The only difference is: the haunted house was real.

But from above—it sucked, yes. But it wasn’t everything. It was just part of the whole. And I got a little, tiny bit angry.

It is very easy to label what happened. And I admit: I took on the label of abuse like a life vest after I was finally able to get away. It was comforting. It gave shape to the experience. It made it real—after years of being told, or telling myself, that it wasn’t.

But I thought back to another time, another bog. I was walking home when a man grabbed me from behind, threw me to the ground, and shoved a gun in my face less than a block from my apartment. My parents came to town that weekend from the quiet place they lived—where this supposedly never happened. My mother said, in awe, “This is the kind of thing that makes men crazy and live on the street.”

Her words weren’t prophetic, thank God. I didn’t end up living on the street in that particular way. But her label didn’t help. It didn’t describe the experience. And even calling it a “mugging” now flattens what happened.

I experienced the fear and helplessness of being on the wrong end of a gun held by a teenager who had no other way to survive. I experienced the consequences of having the mistaken identity of someone who had resources I didn’t have.

The haunted house I lived through years later was far more complex than anything the word abuse could hold. Sure—some parts of it meet the definition. But the lived experience of terror, hypervigilance, disassociation, and strategy—it went far beyond that.

I don’t think it’s a coincidence that the label abuse was created and defined by institutions largely built by men—men trying to name the mistreatment of women, children, and sometimes other men. I think it came from an honest place. I think they were trying to apply the logic of Linnaeus to something wild and bleeding. But that’s the problem.

Labels like this imply there’s a method. A system. That if you name it correctly, if you follow the steps, if you do the right paperwork or tell the right story, everything will be okay.

That’s not how it works when you’ve just left the haunted house.

These labels, and the protocols attached to them, were built by people who mostly have not walked through the wild. In fact, a lot of the time, those people helped build the haunted house—whether they knew it or not.

And I’m sure, from their perspective, it all looks very different. If it was so bad, I should’ve spoken up. If it really hurt, I should’ve named it. If the person running the haunted house didn’t know, how could they be responsible?

Something that terrified me can be perceived as an honest mistake. I know that. I know people—experts, even—can look at every part of my life and chalk it all up to miscommunication, bad luck, unfortunate timing. They can slice it up and explain it away.

That’s fine.

They can keep justifying their systems. They can preserve the illusion that everything makes sense, that every haunted house is really just a poorly lit hallway.

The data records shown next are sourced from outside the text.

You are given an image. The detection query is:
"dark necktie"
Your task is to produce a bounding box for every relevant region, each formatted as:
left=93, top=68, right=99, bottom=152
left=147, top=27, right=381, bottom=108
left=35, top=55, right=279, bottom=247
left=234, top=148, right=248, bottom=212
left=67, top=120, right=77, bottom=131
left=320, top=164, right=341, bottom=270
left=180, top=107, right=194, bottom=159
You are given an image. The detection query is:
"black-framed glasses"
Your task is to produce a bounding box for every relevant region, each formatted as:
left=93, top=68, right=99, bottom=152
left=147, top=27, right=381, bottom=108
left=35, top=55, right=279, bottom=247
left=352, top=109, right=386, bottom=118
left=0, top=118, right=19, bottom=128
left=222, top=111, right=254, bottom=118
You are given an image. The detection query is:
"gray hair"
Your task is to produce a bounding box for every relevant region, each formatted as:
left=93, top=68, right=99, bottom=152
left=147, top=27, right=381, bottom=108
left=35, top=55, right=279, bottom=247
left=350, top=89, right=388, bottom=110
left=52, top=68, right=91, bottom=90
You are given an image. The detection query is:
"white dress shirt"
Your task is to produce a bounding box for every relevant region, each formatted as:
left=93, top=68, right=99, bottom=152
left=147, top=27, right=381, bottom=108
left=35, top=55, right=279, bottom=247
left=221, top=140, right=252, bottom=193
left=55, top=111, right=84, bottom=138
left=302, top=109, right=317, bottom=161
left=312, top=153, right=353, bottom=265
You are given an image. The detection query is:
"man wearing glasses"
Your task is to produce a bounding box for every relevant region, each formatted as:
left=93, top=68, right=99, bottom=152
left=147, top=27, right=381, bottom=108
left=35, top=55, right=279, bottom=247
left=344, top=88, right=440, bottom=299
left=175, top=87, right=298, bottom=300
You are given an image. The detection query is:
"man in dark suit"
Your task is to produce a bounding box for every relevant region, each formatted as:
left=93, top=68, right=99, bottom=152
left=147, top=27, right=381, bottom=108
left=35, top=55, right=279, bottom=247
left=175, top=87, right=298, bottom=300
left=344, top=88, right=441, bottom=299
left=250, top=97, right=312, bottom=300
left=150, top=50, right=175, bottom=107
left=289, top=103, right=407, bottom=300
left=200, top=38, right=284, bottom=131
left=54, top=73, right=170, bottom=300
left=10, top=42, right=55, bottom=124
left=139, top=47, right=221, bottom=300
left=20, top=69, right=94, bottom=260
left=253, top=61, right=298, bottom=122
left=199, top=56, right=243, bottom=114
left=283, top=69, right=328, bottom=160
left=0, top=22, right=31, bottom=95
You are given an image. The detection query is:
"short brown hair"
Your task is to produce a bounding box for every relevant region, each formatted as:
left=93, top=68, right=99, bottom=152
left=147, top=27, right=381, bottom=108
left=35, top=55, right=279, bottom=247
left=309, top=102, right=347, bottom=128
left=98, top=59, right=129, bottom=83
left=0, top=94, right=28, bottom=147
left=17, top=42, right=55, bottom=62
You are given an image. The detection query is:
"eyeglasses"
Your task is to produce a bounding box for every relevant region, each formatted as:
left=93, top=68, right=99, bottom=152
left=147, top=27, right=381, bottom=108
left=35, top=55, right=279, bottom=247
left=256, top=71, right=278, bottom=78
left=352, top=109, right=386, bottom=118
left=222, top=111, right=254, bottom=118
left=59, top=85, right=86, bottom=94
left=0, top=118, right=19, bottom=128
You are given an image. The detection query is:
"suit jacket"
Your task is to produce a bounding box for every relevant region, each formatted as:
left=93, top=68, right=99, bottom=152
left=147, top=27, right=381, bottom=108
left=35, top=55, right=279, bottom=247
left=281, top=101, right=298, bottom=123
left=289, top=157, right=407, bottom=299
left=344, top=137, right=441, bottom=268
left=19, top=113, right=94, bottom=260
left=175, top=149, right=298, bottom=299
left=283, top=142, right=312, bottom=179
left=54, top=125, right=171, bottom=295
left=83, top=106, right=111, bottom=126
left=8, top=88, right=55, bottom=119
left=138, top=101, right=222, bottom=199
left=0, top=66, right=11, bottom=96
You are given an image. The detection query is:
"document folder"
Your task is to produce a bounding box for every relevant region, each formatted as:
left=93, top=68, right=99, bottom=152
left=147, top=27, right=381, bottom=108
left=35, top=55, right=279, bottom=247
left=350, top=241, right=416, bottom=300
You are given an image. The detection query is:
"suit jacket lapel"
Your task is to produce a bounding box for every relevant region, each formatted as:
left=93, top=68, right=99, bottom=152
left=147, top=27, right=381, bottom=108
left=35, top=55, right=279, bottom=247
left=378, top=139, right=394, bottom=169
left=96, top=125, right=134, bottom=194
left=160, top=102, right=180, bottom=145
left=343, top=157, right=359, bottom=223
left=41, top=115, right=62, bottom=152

But they—and the systems they operate in—do not get to name my terror.
They do not get to name my pain.

That forest. That murk. That thing that, from above, has no real name—they’ll never know it. They’ll know their name for it. But they’ll never know me.

This is an ancient story. It just keeps changing names.

I lived the story. I made it through the wild.

They’ll never understand, and their expertise—fought for, published, defended—means nothing.